“The Spirit of the Lord God is upon me,
because the Lord has anointed me;
he has sent me to bring good news to the oppressed,
to bind up the brokenhearted,
to proclaim liberty to the captives,
and release to the prisoners;
to proclaim the year of the Lord’s favor …” (Isaiah 61:1-2)
“A true revolution of values will soon cause us to question the fairness and justice of many of our past and present policies. On the one hand, we are called to play the Good Samaritan on life’s roadside, but that will be only an initial act. One day we must come to see that the whole Jericho Road must be transformed so that men and women will not be constantly beaten and robbed as they make their journey on life’s highway. True compassion is more than flinging a coin to a beggar. It comes to see that an edifice which produces beggars needs restructuring.” – Martin Luther King Jr.
“Jesus was clearly not a pastoral counselor, but one in the prophetic line who denounced injustice and oppression on behalf of the poor.” – Susan Brooks Thistlethwaite
Historically the church has been very good at “flinging a coin to a beggar”. When confronted with a need we do not pass on the other side of the road. Like the Good Samaritan “moved with pity”, we will stop and provide charitable assistance. When we see the hungry we stop and offer food. When we see the homeless we stop and start shelters and build homes. When we see victims of natural disasters we quickly share a generous portion of our abundance. I thank God that the church is so easily moved by compassion and has so willingly “played the Good Samaritan on life’s roadside”.
But King is right, to play the Good Samaritan is only the initial act.

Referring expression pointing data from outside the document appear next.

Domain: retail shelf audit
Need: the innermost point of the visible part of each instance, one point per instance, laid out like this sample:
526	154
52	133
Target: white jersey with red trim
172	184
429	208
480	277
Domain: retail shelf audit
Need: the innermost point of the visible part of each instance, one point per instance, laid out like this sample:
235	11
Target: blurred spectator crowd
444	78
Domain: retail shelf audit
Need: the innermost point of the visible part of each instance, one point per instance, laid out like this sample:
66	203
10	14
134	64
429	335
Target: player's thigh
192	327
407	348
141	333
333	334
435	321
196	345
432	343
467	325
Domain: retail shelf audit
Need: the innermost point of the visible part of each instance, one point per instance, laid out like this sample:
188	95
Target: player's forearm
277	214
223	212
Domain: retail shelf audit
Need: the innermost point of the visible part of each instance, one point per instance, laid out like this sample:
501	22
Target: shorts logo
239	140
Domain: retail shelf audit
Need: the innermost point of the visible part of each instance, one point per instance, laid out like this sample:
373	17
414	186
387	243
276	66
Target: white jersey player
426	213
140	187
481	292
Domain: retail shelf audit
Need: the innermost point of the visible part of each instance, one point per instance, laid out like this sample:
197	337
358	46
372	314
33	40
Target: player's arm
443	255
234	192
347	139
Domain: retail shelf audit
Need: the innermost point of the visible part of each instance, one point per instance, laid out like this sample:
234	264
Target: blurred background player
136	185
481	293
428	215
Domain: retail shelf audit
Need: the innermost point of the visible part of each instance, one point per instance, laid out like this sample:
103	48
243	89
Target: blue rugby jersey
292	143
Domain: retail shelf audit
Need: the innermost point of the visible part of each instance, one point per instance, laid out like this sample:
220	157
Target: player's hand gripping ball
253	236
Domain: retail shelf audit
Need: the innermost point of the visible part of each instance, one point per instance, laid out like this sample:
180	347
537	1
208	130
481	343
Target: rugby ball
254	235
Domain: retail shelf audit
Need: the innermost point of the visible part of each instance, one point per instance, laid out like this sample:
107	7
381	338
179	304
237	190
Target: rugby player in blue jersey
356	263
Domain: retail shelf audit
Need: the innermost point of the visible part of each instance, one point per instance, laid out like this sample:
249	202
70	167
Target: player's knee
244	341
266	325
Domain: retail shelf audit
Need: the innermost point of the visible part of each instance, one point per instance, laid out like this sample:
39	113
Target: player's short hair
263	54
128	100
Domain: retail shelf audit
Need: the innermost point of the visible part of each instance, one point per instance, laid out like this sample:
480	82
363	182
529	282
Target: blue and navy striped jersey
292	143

Charity is an initial act but it is not all that is needed and, more importantly, required of us. If all we do is bind up and heal those who are beaten up on life’s Jericho’s road we will have failed to share all the good news. We are to be about the work transforming the road so that folk don’t keep getting beaten up.
We are reminded of our call to social transformation as we travel the Lenten road with Jesus. By the time we get to Golgotha we are painfully aware that Jesus is not being crucified for his acts of charity to the poor. He ends up between two thieves because, as Richard Shaull says, he “. . acted on behalf of the poor. In so doing, he subverts the established order. Therefore the order kills him. If Jesus had respected the law, the Jewish ‘constitution’ of the Sanhedrin, the reigning order and the socially acceptable virtues, he would have died an old man within the confines of the city. But he died outside the city–crucified. . . .”
Clearly we are called to play the part of the Good Samaritan and not the priest or the Levite. But after that initial act we are also called to play the part of the liberator who died outside the city. The liberator who seeks us to join him in challenging and changing systems which make Good Samaritans necessary.